Q10: Does ExternalDNS currently support the DNS service of Alicloud? To what extent?

A10: PrivateZone supports the DNS service of Alicloud. It can synchronize the services/Pods of the K8s cluster to the DNS service to reduce the loss caused by the coreDNS deployed in the cluster.

Q11: What are the main differences between Nginx Ingress and nginx Ingress?

A11: Ali Cloud implements more advanced functions based on the community, such as dynamic update of NGINX Server configuration, support of mixed grayscale publishing strategy based on Header, Cookie and request parameters and weights, etc.

Q12: What is the release cycle of Aliyun Kubernetes and these developed suites?

A12: Support for K8s major version is to update a stable version every six months. Bugfixes and security fixes will be made from time to time.

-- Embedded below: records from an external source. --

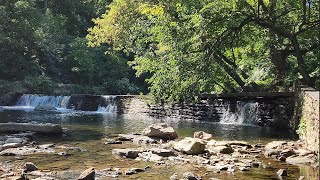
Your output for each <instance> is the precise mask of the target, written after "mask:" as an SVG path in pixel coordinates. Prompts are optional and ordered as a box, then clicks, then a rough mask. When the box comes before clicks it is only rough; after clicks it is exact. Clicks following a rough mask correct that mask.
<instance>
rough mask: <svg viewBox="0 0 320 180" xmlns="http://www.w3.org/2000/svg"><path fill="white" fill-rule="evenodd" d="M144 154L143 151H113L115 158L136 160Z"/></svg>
mask: <svg viewBox="0 0 320 180" xmlns="http://www.w3.org/2000/svg"><path fill="white" fill-rule="evenodd" d="M142 152H144V150H142V149H113V150H112V154H113V155H115V156H122V157H126V158H132V159H135V158H137V157H138V154H139V153H142Z"/></svg>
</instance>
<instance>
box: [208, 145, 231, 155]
mask: <svg viewBox="0 0 320 180" xmlns="http://www.w3.org/2000/svg"><path fill="white" fill-rule="evenodd" d="M207 150H208V151H209V152H210V154H231V153H233V149H232V148H231V147H230V146H207Z"/></svg>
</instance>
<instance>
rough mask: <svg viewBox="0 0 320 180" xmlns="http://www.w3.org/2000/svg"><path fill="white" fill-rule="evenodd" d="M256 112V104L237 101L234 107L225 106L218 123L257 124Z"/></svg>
mask: <svg viewBox="0 0 320 180" xmlns="http://www.w3.org/2000/svg"><path fill="white" fill-rule="evenodd" d="M232 105H233V106H232ZM258 110H259V103H258V102H243V101H237V103H236V104H235V106H234V104H231V103H228V104H227V106H226V107H225V108H223V109H222V112H221V113H222V116H221V120H220V123H222V124H247V125H254V124H256V122H258Z"/></svg>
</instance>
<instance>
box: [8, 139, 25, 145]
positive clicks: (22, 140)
mask: <svg viewBox="0 0 320 180" xmlns="http://www.w3.org/2000/svg"><path fill="white" fill-rule="evenodd" d="M24 142H25V140H24V139H22V138H8V139H7V140H6V141H5V142H4V143H5V144H8V143H20V144H22V143H24Z"/></svg>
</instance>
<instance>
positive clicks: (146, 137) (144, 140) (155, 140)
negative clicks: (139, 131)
mask: <svg viewBox="0 0 320 180" xmlns="http://www.w3.org/2000/svg"><path fill="white" fill-rule="evenodd" d="M132 142H133V143H136V144H154V143H157V141H156V140H154V139H152V138H150V137H148V136H138V137H136V138H134V139H132Z"/></svg>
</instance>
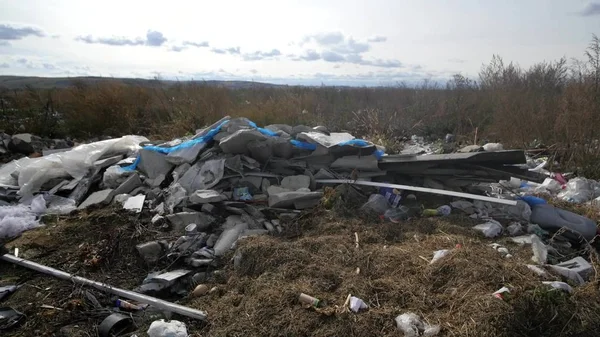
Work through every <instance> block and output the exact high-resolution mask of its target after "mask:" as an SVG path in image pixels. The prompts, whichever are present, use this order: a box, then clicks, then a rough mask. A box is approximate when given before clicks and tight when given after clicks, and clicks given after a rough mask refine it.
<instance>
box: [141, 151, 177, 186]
mask: <svg viewBox="0 0 600 337" xmlns="http://www.w3.org/2000/svg"><path fill="white" fill-rule="evenodd" d="M172 168H173V164H171V163H169V162H168V161H167V159H166V155H164V154H162V153H158V152H156V151H150V150H144V149H141V150H140V163H139V164H138V169H139V170H140V171H142V172H144V173H145V174H146V176H148V178H150V179H155V178H156V177H158V176H164V177H166V176H167V174H169V172H170V171H171V169H172Z"/></svg>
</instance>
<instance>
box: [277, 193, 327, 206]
mask: <svg viewBox="0 0 600 337" xmlns="http://www.w3.org/2000/svg"><path fill="white" fill-rule="evenodd" d="M322 196H323V193H322V192H298V191H296V192H282V193H277V194H269V207H276V208H292V207H294V205H295V204H296V203H297V204H298V205H305V202H306V201H308V200H314V199H316V200H319V199H321V197H322Z"/></svg>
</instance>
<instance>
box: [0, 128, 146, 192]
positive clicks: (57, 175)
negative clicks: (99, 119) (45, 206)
mask: <svg viewBox="0 0 600 337" xmlns="http://www.w3.org/2000/svg"><path fill="white" fill-rule="evenodd" d="M144 141H148V139H147V138H145V137H141V136H124V137H121V138H116V139H108V140H103V141H100V142H95V143H90V144H84V145H80V146H77V147H75V148H73V149H72V150H70V151H66V152H61V153H54V154H51V155H49V156H45V157H40V158H22V159H19V160H17V161H13V162H11V163H9V164H7V165H5V166H3V167H2V168H1V169H0V183H4V184H5V185H13V186H14V185H15V183H18V186H19V187H20V190H19V195H21V196H22V197H24V198H28V197H31V196H32V195H33V193H35V192H37V191H39V189H40V187H41V186H42V185H43V184H44V183H45V182H47V181H49V180H51V179H53V178H59V177H68V176H71V177H73V178H75V179H81V178H83V177H84V176H85V175H86V173H87V172H88V170H89V169H90V168H91V167H92V166H93V165H94V162H95V161H97V160H98V159H100V158H101V157H103V156H110V155H118V154H130V153H133V152H135V151H137V150H138V149H139V145H138V144H139V143H141V142H144ZM15 177H18V178H17V179H16V180H15Z"/></svg>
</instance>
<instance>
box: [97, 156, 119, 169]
mask: <svg viewBox="0 0 600 337" xmlns="http://www.w3.org/2000/svg"><path fill="white" fill-rule="evenodd" d="M122 159H123V156H122V155H120V156H114V157H109V158H105V159H100V160H96V161H95V162H94V166H96V167H98V168H105V167H109V166H112V165H115V164H116V163H118V162H120V161H121V160H122Z"/></svg>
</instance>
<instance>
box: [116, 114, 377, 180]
mask: <svg viewBox="0 0 600 337" xmlns="http://www.w3.org/2000/svg"><path fill="white" fill-rule="evenodd" d="M227 123H229V120H226V121H223V122H222V123H221V124H219V125H218V126H216V127H215V128H214V129H211V130H210V131H209V132H208V133H207V134H205V135H204V136H202V137H198V138H196V139H192V140H188V141H185V142H183V143H181V144H179V145H176V146H172V147H162V146H154V145H149V146H144V147H143V149H144V150H150V151H156V152H159V153H164V154H169V153H171V152H175V151H177V150H181V149H186V148H190V147H192V146H195V145H197V144H201V143H208V142H210V141H212V140H213V138H214V137H215V135H216V134H217V133H219V132H221V129H222V128H223V127H224V126H225V125H227ZM248 125H250V126H251V127H253V128H255V129H257V130H258V131H259V132H260V133H262V134H263V135H265V136H269V137H278V136H279V135H278V134H277V132H273V131H271V130H268V129H265V128H261V127H259V126H258V125H256V123H254V122H252V121H250V120H248ZM290 143H291V144H292V145H293V146H295V147H296V148H299V149H303V150H309V151H314V150H316V149H317V145H315V144H312V143H307V142H302V141H299V140H295V139H292V140H290ZM337 145H339V146H346V145H349V146H356V147H367V146H371V145H373V144H372V143H370V142H368V141H366V140H363V139H352V140H349V141H346V142H342V143H339V144H337ZM383 155H384V152H383V151H382V150H379V149H378V150H377V151H375V156H376V157H377V159H381V157H382V156H383ZM139 162H140V156H139V155H138V157H137V158H136V160H135V162H133V164H131V165H129V166H125V167H123V169H124V170H126V171H133V170H135V169H136V168H137V166H138V164H139Z"/></svg>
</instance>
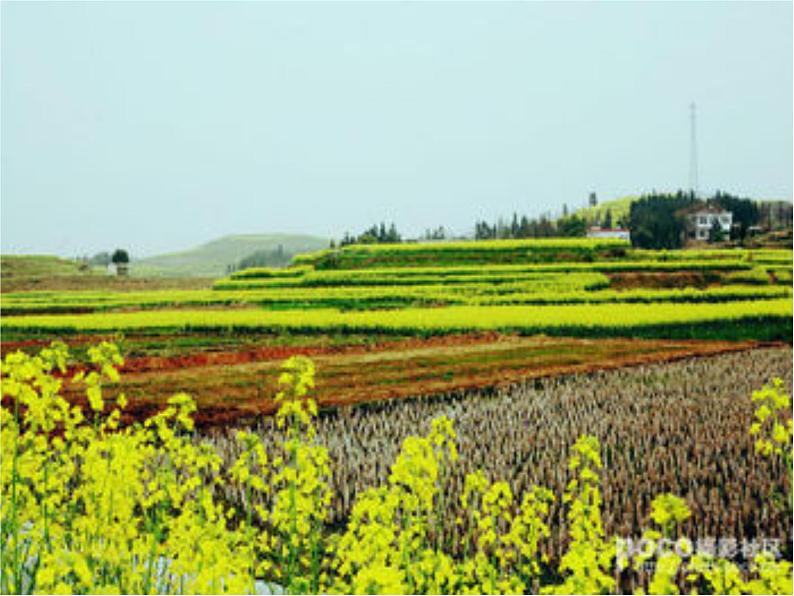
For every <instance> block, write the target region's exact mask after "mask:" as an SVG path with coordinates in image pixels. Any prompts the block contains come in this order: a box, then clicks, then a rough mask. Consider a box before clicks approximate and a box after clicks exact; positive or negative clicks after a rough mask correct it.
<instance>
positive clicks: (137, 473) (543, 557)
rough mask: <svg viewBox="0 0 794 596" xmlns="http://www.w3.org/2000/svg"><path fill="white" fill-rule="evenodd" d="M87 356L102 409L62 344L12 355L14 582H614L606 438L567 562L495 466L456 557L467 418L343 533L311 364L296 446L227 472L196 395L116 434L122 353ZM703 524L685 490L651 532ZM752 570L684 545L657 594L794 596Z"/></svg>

Q13: Ask whether the commercial stable version of edge version ACK@Edge has been released and whether relevant users are using it

A13: ACK@Edge can be used in the production environment. Currently, it has been used by users in online education, video, IoT, CDN and other fields and industries. The commercial version is expected to be launched before June 2020.

Q14: Does the host WORKER node experience a cGroup memory leak that causes POD Cannot allocatie memory? If so, how to solve it?

A15: The cgroup driver used by the container service is the Systemd cgroup driver. This problem does not occur.

Q15: Are THE CPU memory resources of the POD isolated from the host? How is it isolated?

A15: This can be achieved by kubelet reserving resources for the host so that Pod resources are limited to the remaining resource space.

Q16: Aws has EckCTL, does Aliyun have the corresponding tool? Call ackctl?

A16: Refer to the documentation.

Q17: How does Ali Cloud support Windows containers?

A17: Windows 1809 is currently supported, 1903 is coming. Windows nodes can be added to Linux clusters.

Q18: Can a single open component be integrated into an existing K8s cluster?

A18: Yes. Existing K8s clusters fully meet the K8s Conformance test.

“Alibaba Cloud originators pay close attention to technical fields such as microservice, Serverless, container and Service Mesh, focus on cloud native popular technology trends and large-scale implementation of cloud native, and become the technical circle that knows most about cloud native developers.”